Pick Justice is not required to publicly file taxes. It is required to file what’s called a statement of information which would tell us something about cash flow. But they haven’t filed one — which is atypical — and they paid a penalty for it.
The two lawyers associated with Pick Justice, Anthony Raimondo and Richard Aaron both represent big agribusinesses in the Central Valley. Meaning Pick Justices’ lawyers typically work on behalf of employers at companies like Gerawan. But it’s hard, if not impossible, to trace Pick Justice’s money directly back to the owners of Gerawan Farming.
Both the owner of Gerawan Farming and the lawyers associated with Pick Justice refused to take my calls or respond to my emails.
Don’t bring a knife to a gun fight
Regardless of who financed what, Elenes admits the UFW was not at all prepared to take on the fight against them.
“I don't think we really had enough of an idea that how big it was going to be,” says Elenes. “It was kind of like a race against the clock and the clock ran out on us.”
It’s hard to tell what factors had the most sway over the outcome of the election: Was it Gerawan’s tactics? Jesse Rojas’ messaging? The UFW’s failure to maintain their credibility among farmworkers? Some say it’s the general climate of hostility toward undocumented immigrants. Could the UFW have overcome all of that if they’d put more resources into organizing?

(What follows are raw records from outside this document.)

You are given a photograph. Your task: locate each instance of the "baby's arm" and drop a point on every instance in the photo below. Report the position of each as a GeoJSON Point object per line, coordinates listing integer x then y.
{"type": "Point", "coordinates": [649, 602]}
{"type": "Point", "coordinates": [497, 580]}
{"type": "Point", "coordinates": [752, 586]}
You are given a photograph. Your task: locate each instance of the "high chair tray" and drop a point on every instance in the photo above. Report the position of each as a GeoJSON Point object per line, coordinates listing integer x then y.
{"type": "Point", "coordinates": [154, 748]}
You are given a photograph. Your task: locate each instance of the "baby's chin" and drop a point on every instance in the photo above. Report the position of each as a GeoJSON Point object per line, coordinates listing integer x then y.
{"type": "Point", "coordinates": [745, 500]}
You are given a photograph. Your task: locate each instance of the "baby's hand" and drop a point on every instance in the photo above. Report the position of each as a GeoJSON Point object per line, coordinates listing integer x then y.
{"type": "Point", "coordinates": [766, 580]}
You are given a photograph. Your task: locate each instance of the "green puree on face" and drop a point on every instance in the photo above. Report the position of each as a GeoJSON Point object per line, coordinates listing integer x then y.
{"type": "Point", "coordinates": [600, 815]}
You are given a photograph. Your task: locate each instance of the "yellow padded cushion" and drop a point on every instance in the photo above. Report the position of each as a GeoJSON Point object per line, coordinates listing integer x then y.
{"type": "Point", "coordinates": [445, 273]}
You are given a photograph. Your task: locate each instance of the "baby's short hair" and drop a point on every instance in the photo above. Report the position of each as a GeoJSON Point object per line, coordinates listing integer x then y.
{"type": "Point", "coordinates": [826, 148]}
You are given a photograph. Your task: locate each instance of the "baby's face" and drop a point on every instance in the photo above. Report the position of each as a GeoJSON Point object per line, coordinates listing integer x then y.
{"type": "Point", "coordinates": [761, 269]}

“I think that there's definitely some lessons learned, says Elenes. “If we had been able to convince [the workers] that there was a possibility of changing the conditions… We just didn't have the amount of staff to be all different locations. That it makes it very difficult.”
Not investing in organizing means, that for a lot of these workers, the only information that they got came from the other side, they never even heard the union’s case. Elenes explains that the UFW has other responsibilities besides organizing — namely, drafting and lobbying for legislation.
For example, the UFW has fought to better protect in California from the dangers of working during extreme temperatures, to close loopholes at the federal level that allow employers to deny workers overtime pay in some cases, and to reform immigration policies for farmworkers.
But Elenes says in the last few years, they’ve shifted more resources over to their organizing and unionizing efforts.
“It's definitely more of a priority, he says, “we're really focused on growing the organization.”
So that the next time the UFW faces push back from an employer, it has the support to win. That takes organizing, which is expensive and labor intensive. But recently, some unions — like those representing Bay Area hospitality workers and teachers — have recommitted to that work and won. But, what happened at Gerawan should also serve as a lesson for workers and unions: don’t bring a knife to a gun fight.